I am the author of the JSTOR article entitled "Square Dance Calling: The African-American Connection":
https://www.jstor.org/stable/41446577?mag=the-slave-roots-of-square-dancing&seq=1#page_scan_tab_contentsBack in 2003, as I was beginning to discover the African-American
influence on the Appalachian dance traditions, I gave a presentation on
the origins of dance calling at an Appalachian Studies Association
conference, and following that presentation, this article was
published in the Journal of Appalachian Studies. I continued my research, and in 2015, I published a book,
Hoedowns, Reels, and Frolics: Roots and Branches of Southern Appalachian Dance (University of Illinois Press). In my book, I present (what I believe is overwhelming) evidence that suggests that African-American musicians were the first dance callers. The first documented one was in 1819 (in New Orleans), but as early as the 1760s, a Scottish school-master, who emigrated from Edinburgh to the Shenandoah
Valley of Virginia, referred to “balls,” where “chanting to the sound of the violin" was a common practice. Please check out my book; I believe that you will find lots of interesting tidbits about square dance history in it.

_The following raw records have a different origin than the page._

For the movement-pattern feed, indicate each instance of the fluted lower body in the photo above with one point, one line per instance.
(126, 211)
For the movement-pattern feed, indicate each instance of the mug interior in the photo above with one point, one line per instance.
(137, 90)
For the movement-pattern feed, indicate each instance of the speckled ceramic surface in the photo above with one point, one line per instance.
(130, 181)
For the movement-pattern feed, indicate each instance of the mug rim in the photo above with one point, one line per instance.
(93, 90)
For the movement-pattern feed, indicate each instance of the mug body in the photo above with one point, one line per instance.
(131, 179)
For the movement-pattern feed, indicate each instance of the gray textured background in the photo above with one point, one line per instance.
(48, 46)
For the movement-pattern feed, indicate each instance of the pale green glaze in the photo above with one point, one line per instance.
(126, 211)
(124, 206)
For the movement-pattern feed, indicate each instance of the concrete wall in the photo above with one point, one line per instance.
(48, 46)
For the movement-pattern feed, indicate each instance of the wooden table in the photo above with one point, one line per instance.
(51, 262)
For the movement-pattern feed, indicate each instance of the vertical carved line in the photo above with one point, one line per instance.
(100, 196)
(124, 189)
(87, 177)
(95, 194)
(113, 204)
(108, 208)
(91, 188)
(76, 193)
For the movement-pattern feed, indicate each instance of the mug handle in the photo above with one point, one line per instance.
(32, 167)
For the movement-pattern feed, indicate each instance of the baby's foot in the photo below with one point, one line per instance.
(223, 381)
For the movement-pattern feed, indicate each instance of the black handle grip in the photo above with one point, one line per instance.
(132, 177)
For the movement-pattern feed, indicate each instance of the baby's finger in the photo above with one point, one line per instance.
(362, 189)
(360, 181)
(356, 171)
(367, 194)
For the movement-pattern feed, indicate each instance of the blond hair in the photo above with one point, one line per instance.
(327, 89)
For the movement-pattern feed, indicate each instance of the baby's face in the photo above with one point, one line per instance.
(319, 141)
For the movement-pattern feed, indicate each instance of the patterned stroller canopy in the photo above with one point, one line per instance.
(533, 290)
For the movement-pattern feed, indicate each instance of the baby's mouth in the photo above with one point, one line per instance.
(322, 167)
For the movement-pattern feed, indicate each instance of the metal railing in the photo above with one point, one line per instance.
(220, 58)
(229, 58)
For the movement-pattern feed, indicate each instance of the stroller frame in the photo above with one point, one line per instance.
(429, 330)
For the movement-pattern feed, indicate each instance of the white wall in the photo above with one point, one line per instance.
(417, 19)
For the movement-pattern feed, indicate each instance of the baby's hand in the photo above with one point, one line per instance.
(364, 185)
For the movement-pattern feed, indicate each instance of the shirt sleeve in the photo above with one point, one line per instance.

I agree with Richard that "calling of the dance" in Thomas Wilson's England of 1816 meant for the lead lady to choose the dance and demonstrate the figures at a ball. Dancing masters prompted students with verbal commands at dancing school, but not at public balls. Slaves in the American South were dancing country dances by the time of the American Revolution, and clearly, they had not been sent to dancing school. Dance calling provided an alternative.